There is alcohol in 50g alcohol solution A and 350g alcohol solution B: (2000+50+350)×65%= 1560 (g).

Increase alcohol: 1560- 1500=60 (g)

When the concentration ratio of the two alcohol solutions is 3: 1, 50g alcohol solution a is replaced by alcohol solution b, which is equivalent to 50÷ 1/3= 150 (g) alcohol solution b.

The added 60 grams of alcohol is equivalent to 150+350=500 grams of alcohol in alcohol solution b, so the concentration of alcohol solution b is 60÷500= 12%.

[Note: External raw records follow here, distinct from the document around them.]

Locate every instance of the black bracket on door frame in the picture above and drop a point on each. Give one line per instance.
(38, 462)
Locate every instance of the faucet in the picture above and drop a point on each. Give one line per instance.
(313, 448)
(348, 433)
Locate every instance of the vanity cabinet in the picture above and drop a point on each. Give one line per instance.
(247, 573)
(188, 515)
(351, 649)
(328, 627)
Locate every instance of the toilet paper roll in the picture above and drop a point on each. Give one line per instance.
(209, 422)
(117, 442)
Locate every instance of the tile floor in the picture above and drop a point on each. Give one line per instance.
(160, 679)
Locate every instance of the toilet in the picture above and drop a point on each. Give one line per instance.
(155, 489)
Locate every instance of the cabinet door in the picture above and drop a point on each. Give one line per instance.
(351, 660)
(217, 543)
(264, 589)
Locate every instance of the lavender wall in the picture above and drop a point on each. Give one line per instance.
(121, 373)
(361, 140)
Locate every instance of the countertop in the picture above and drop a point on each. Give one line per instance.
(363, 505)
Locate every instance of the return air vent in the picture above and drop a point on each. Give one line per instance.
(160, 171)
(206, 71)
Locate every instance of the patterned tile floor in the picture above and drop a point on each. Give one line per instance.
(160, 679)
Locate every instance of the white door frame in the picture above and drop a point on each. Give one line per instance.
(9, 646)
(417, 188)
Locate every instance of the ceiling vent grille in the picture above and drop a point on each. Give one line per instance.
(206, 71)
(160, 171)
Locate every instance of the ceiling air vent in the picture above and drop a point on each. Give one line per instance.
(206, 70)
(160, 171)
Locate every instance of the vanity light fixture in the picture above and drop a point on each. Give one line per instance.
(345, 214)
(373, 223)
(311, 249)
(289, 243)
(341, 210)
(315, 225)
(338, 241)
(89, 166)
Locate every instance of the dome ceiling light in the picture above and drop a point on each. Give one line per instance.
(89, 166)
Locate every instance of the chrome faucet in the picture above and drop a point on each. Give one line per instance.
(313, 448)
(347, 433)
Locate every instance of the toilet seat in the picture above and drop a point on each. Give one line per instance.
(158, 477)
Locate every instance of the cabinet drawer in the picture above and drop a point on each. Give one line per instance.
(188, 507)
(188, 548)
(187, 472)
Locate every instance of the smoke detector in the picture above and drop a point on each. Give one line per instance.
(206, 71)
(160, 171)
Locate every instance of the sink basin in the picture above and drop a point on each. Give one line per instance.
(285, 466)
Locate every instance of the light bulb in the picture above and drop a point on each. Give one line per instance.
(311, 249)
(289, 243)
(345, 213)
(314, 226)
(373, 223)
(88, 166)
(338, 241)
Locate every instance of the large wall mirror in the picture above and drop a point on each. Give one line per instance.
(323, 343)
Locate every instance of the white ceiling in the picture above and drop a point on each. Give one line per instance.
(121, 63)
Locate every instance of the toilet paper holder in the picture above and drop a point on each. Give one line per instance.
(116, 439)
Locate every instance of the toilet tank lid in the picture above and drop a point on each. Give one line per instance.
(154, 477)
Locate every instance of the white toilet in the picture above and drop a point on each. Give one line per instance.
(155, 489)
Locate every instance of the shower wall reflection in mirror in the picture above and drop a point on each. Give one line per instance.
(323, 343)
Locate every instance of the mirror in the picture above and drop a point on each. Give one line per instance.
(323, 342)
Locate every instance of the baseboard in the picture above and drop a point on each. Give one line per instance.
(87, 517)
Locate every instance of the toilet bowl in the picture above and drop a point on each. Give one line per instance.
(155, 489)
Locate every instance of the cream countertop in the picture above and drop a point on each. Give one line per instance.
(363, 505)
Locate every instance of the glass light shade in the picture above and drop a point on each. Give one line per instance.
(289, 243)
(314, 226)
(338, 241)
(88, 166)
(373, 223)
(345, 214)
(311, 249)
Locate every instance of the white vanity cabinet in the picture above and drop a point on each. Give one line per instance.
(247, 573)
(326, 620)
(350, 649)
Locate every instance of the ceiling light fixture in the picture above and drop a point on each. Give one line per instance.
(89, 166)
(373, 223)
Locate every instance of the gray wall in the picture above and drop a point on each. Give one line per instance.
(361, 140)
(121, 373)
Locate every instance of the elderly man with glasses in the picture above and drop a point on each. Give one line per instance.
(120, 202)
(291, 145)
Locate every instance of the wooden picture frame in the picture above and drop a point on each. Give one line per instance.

Then the concentration of alcohol solution A is 12%×3=36%.

2. The mixed alcohol solution contains pure alcohol: 200×2 1%=42 (liter).

20 liters of ethanol solution contains pure alcohol: 20×20%=4 liters.

200-20= 180 (L) At this time, the volumes of the two alcohol solutions are equal, and the mixed concentration is: (20%+50%)÷2=35%.

If 180L is a mixed alcohol solution of ethylene and propylene, there should be pure alcohol: 180X 35% = 63 (L), which is much more than the actual situation: 63-(42-4)=25 (L).

In fact, some are methanol solutions. When the concentration is 35%, 35%- 10%=25% per liter. This part of the solution is: 25÷25%= 100 (liter).

Then the alcohol solution of B is: (200- 100+20)÷2=60 (liter).

The alcohol solution of C is 60-20=40 (liter).